In Phulkari embroidery ornaments the cloth whereas in Bagh it covers every inch of entire ground so that the base cloth is not visible. The end portion of pallav of Phulkari have separate panels of exquisite workmanship of striking design.
Most favoured color is red and its shades because Bagh and Phulkari are used during marriage and other festivals. Red is considered auspicious by Hindus/Sikhs. Other colors are brown, blue , black, white. White was used in Bagh used by elderly ladies. Silk thread in strands came from Kashmir, Afghanistan and Bengal. Best quality silk came from China.
No religious subject or darbar scenes were embroidered as in Chamba Rumal. Phulkari encompassed life of villages. Creative ability of Punjabi women has produced innumerable and intricate geometrical patterns. However most motifs taken from life existing all around. Wheat and barley stalk with ears is a common motif.

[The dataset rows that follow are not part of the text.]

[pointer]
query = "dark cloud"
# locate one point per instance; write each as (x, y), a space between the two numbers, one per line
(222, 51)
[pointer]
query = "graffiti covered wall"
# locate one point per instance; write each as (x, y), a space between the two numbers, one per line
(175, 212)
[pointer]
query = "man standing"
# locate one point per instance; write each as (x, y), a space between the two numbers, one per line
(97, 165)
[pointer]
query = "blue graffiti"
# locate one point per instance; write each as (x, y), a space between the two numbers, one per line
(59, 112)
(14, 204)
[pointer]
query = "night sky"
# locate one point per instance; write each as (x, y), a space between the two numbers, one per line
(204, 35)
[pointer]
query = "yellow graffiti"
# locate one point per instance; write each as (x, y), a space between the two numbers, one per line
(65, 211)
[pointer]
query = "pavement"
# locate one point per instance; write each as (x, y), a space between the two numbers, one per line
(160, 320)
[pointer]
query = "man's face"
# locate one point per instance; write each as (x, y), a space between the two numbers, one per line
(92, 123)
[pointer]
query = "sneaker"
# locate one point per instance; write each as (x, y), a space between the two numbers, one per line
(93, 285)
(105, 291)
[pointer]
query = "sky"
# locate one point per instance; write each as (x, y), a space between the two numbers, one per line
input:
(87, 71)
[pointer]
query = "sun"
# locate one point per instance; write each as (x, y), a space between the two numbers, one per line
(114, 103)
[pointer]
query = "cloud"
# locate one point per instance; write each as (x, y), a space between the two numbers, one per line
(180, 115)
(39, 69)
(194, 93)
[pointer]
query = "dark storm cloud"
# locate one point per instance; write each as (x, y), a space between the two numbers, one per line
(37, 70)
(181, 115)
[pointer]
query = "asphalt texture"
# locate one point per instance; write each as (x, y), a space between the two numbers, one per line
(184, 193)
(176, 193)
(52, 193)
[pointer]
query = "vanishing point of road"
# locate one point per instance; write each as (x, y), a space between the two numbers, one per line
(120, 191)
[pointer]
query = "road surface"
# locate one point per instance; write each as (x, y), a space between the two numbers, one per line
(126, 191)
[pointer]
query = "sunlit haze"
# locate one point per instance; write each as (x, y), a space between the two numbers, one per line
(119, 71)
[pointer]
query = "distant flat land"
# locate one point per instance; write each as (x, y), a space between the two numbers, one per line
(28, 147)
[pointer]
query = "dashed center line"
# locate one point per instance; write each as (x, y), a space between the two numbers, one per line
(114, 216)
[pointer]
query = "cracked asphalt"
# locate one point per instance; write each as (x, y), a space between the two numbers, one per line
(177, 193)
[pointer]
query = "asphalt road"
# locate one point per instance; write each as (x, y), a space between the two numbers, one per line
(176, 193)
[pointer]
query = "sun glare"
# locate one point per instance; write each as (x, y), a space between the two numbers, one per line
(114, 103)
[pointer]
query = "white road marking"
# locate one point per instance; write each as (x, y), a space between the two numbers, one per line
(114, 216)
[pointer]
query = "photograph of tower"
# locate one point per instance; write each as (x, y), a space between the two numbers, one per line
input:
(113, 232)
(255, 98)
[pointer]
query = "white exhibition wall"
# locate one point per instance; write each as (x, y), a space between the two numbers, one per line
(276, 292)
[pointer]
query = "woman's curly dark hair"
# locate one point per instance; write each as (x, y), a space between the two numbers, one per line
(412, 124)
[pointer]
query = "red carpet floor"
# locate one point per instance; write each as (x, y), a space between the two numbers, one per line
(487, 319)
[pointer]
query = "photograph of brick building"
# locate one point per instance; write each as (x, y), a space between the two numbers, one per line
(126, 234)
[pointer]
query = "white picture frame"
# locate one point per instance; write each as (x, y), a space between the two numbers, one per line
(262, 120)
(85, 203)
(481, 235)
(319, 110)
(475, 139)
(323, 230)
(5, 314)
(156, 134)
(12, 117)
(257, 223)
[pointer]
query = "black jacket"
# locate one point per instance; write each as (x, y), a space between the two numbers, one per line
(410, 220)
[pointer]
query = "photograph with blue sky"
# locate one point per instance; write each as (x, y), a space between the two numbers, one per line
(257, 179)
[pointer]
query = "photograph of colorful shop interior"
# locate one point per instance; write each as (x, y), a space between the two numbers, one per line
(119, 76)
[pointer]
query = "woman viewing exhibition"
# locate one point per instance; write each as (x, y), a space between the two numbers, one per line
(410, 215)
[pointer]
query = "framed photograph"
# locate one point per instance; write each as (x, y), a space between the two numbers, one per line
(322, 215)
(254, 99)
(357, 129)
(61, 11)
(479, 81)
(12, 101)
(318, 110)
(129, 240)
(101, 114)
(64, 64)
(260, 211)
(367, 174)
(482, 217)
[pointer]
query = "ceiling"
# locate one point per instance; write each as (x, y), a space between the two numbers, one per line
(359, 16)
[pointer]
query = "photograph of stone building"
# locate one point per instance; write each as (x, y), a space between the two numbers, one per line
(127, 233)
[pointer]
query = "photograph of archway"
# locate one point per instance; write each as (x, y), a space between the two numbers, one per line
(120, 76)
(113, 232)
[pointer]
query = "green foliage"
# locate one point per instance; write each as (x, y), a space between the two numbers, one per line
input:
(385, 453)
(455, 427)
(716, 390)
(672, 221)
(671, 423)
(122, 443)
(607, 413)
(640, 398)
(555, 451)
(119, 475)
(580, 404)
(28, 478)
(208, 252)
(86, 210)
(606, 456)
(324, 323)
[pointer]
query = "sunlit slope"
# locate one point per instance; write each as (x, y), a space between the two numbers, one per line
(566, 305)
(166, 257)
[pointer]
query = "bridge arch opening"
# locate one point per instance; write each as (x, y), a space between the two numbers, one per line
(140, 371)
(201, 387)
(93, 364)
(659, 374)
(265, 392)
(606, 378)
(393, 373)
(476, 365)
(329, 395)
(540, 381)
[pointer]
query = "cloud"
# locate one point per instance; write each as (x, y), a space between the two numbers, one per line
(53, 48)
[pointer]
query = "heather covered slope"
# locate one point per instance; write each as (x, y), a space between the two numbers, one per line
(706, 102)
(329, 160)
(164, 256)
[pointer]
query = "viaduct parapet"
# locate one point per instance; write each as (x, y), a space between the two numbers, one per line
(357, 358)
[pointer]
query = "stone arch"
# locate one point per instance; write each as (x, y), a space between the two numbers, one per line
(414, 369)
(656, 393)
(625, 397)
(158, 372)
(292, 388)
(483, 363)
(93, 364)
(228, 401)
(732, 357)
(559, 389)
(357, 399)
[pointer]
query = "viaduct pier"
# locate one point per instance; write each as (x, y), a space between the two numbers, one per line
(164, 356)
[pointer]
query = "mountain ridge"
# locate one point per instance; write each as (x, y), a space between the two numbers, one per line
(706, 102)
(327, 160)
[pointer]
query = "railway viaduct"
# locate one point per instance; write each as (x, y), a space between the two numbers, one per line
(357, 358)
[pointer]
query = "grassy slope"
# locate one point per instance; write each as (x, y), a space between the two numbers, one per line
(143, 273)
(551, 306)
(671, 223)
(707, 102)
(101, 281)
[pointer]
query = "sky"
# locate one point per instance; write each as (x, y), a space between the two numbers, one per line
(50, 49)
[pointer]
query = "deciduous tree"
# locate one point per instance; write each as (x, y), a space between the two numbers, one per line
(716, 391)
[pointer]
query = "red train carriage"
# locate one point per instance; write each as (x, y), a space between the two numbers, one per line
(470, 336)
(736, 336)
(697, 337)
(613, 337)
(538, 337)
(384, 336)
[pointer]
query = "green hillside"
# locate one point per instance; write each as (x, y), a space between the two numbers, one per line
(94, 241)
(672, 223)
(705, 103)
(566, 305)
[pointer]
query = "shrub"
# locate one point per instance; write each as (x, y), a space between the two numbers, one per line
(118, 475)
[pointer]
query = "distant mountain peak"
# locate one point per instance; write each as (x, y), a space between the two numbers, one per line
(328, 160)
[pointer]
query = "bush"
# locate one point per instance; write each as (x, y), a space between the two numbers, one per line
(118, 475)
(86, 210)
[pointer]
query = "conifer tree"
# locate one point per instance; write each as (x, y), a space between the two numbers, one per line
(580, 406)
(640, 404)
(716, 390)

The word Thangka means something that can be rolled and unrolled. It is a painted scroll, generally in vertical format. The painted banners were carried by traveling Hindu and Buddhist pilgrims on their journey to far off places. Many Thangka paintings made in China and Tibet were to be found in Buddhist monasteries situated on the border of India with Tibet and China. The Thangka found in India from Tibet is not older than 10th century. It is widely believed that when Indian Buddhist monks like Padamasambhva and Dipankar Srigyan went to Tibet for preaching Buddhism, they took manuscripts and a collection of pictures with them. These pictures left an everlasting impression on Tibetan painters from which a new art form of Thangka painting rose. Lay devotees and common people commission the painting of Thangka, esoteric and mystic in content, to overcome disease, misery and sorrows, according to their belief and faith. Broadly five categories of themes are found painted or embroidered on thangkas. Enlightened beings, viz. Buddhas, Bodhisattvas, arhats and the great adepts (Mahasiddas), Ista Devatas, dharmapalas, mandalas and illustrations of the dharma portraying the totality of the Buddhist teaching.
Thangkas are usually painted on pieces of canvas. The canvas pieces are dipped in lukewarm water with glue and lime and then stretched on a thin frame made of wood or bamboo to dry. The surface is then rubbed several times with a smooth object and sprinkled with lime water until it becomes ready for painting. The day of commencement of the painting and the time of drawing the eyes are fixed for an auspicious day according to the forecast made by an astrologer. A flat stick is attached to the top of Thangka to hang it and a heavier cylindrical stick at the bottom for keeping it hanging straight and firm. Thangkas normally generally have a border all around sewn to the edges of the painting. Thangkas also have a veil and ribbons.